In Pennsylvania, the answer is “yes.” In the case of Sullivan v. Warminster Township, Carol and Bruce Sullivan brought a lawsuit against Warminster Township on behalf of their son Sean, who had been fatally shot by police on March 31, 2006 when police came to the Sullivan’s home to serve a warrant on Carol for various non-violent misdemeanors. Police called for backup upon learning that Sean was also in the home, as there were also outstanding warrants for his arrest as well. Sean refused to submit to arrest, and eventually attempted to escape through a window in the rear of the house. Sean hit the ground and began running, but was killed when police fired 56 shots. Sean’s mother witnessed this from the police car.

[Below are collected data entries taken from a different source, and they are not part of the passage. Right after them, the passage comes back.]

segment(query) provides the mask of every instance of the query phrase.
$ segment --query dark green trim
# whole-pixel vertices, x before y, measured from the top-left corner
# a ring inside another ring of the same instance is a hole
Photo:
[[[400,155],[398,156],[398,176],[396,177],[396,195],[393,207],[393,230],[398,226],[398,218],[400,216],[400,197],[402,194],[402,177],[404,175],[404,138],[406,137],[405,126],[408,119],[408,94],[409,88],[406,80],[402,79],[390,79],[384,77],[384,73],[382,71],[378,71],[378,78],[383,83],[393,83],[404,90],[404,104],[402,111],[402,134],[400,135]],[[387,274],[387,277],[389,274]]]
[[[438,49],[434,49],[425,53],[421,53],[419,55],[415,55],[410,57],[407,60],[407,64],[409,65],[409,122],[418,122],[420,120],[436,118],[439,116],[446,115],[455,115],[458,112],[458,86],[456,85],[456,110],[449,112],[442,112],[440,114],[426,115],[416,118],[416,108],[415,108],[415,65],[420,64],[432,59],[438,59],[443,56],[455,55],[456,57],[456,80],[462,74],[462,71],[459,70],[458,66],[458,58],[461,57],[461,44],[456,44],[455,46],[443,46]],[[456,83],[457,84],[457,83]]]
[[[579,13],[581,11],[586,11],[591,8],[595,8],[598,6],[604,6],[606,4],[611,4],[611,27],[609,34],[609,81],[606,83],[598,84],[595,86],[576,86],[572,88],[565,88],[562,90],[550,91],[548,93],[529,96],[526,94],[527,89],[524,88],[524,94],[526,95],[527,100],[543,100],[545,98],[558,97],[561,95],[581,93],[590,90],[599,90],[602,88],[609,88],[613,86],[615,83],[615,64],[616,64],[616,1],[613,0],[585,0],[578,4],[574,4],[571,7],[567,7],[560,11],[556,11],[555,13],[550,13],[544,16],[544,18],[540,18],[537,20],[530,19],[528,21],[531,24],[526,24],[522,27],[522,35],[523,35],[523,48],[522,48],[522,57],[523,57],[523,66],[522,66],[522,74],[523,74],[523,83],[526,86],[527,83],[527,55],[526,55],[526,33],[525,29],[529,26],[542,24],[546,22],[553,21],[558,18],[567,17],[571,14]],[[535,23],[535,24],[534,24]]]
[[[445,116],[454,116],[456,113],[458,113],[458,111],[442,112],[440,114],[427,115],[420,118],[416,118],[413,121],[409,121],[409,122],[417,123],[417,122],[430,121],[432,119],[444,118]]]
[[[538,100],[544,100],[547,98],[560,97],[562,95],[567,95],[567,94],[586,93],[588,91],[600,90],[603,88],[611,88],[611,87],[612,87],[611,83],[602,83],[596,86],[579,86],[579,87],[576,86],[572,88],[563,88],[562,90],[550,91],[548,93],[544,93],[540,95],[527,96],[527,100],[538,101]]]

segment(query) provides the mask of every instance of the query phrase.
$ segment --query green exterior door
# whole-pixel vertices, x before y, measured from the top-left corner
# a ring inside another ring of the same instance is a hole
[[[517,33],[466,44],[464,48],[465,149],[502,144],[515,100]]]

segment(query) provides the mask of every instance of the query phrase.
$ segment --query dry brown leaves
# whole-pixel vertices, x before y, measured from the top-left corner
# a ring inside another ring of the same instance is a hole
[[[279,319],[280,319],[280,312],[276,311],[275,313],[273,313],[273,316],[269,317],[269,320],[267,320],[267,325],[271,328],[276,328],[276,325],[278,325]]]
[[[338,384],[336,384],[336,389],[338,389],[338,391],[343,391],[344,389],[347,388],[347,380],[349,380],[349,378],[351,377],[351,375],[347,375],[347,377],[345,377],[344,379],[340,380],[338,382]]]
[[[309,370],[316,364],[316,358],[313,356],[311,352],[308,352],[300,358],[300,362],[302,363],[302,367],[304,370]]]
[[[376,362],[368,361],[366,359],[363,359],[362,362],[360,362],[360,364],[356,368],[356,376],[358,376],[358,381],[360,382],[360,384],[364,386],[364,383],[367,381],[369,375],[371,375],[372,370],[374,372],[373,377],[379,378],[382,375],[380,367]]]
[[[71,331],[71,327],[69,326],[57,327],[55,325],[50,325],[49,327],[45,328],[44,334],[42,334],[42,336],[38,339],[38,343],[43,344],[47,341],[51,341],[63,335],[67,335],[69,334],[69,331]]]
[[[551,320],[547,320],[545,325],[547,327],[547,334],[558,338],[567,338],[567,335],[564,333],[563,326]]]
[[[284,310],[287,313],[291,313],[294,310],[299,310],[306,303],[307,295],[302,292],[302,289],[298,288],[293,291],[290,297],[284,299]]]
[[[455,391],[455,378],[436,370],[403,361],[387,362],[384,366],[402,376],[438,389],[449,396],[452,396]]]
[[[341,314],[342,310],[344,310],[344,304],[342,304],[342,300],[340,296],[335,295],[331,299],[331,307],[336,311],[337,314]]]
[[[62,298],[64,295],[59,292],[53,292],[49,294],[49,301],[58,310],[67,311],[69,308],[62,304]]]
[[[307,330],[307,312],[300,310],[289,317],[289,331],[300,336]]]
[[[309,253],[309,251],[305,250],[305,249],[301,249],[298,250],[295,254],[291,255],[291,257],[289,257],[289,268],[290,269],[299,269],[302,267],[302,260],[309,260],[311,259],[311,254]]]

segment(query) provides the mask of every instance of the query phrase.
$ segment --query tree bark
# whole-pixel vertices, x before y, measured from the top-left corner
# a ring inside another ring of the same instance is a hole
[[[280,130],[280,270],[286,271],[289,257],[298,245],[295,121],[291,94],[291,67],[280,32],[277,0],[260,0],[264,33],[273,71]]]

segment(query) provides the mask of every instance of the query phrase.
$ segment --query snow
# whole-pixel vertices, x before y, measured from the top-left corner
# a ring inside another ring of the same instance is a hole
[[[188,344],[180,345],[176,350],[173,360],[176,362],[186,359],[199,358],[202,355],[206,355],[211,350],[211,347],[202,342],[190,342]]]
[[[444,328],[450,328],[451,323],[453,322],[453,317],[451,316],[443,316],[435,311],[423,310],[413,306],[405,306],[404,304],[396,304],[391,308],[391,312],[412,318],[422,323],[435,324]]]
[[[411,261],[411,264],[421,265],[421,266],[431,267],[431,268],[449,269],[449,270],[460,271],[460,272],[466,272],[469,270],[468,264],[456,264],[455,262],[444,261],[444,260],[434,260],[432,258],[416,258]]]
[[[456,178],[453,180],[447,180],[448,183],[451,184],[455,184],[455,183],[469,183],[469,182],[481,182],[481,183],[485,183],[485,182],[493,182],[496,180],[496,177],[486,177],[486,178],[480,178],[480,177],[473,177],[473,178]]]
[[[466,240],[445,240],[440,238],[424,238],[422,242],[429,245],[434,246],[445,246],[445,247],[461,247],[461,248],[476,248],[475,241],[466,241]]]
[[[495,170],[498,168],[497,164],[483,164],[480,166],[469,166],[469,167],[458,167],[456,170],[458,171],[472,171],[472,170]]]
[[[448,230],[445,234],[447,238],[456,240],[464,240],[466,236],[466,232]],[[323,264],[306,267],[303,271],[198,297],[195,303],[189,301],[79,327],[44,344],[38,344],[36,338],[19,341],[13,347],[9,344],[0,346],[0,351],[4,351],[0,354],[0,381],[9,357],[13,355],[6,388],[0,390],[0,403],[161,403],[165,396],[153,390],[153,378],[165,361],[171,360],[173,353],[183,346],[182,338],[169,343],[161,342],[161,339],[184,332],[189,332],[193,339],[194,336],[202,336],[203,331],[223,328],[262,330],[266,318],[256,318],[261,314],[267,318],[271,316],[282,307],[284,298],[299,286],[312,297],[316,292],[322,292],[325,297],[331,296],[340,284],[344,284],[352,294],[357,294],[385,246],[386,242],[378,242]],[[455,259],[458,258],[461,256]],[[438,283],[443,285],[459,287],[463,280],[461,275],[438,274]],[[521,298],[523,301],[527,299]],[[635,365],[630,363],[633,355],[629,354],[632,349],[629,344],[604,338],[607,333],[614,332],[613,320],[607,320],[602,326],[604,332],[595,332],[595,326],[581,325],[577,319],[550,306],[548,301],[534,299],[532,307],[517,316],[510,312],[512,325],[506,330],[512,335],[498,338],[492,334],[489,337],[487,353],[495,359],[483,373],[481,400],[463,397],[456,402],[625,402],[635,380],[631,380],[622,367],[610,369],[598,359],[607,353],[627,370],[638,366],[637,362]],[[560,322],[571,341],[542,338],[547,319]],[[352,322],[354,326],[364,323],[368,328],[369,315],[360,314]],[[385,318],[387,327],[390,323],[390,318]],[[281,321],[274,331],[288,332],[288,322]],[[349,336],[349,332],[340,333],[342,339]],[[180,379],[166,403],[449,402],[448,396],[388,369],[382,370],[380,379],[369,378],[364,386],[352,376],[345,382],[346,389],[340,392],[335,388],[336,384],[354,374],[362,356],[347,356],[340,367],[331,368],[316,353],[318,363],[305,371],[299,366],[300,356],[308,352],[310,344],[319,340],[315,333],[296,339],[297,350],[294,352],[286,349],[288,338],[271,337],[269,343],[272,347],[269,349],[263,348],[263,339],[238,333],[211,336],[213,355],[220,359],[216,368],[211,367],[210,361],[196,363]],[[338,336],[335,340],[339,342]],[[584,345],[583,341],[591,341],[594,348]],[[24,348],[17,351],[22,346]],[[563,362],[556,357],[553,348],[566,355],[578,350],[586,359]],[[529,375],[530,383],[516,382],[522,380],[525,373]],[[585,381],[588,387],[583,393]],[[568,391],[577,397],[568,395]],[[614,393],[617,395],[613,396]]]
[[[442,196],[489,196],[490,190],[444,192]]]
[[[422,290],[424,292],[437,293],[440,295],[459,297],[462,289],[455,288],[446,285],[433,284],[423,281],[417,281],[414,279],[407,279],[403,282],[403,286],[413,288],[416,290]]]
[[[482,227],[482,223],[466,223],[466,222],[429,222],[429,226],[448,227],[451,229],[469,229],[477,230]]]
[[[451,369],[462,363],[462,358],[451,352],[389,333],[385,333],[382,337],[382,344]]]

The Sullivans brought a federal lawsuit against the town, the police department and individual officers. One of the claims in the lawsuit was intentional infliction of emotional distress. In interpreting PA law (which had never formally stated that IIED was a viable tort), the federal court was left with the question of whether the tort was available to the Sullivans. The trial court (using 3rd Circuit precedent) adopted the Restatement (Second) of Torts, and held that the claim is available to “parties who witness outrageous conduct directed at close family members” so long as there is evidence of injury.

The question then arose — did Carol Sullivan have evidence of “injury”? The District Court noted that Carol Sullivan had witnessed Sean’s shooting from the police car in which she had been placed after her arrest. The trauma of watching this had caused her to allegedly develop post-traumatic stress disorder as a result. While the town argued that this was not a “physical injury”, as required in the Restatement, the Court disagreed, holding that “injury” is an element of any tort that must be proven with medical evidence. The Court specifically stated, however, that evidence of “physical injury” (as opposed apparently to mere mental trauma) was not required — at least not in the pleading stage. The Sullivan’s IIED claim was allowed to proceed.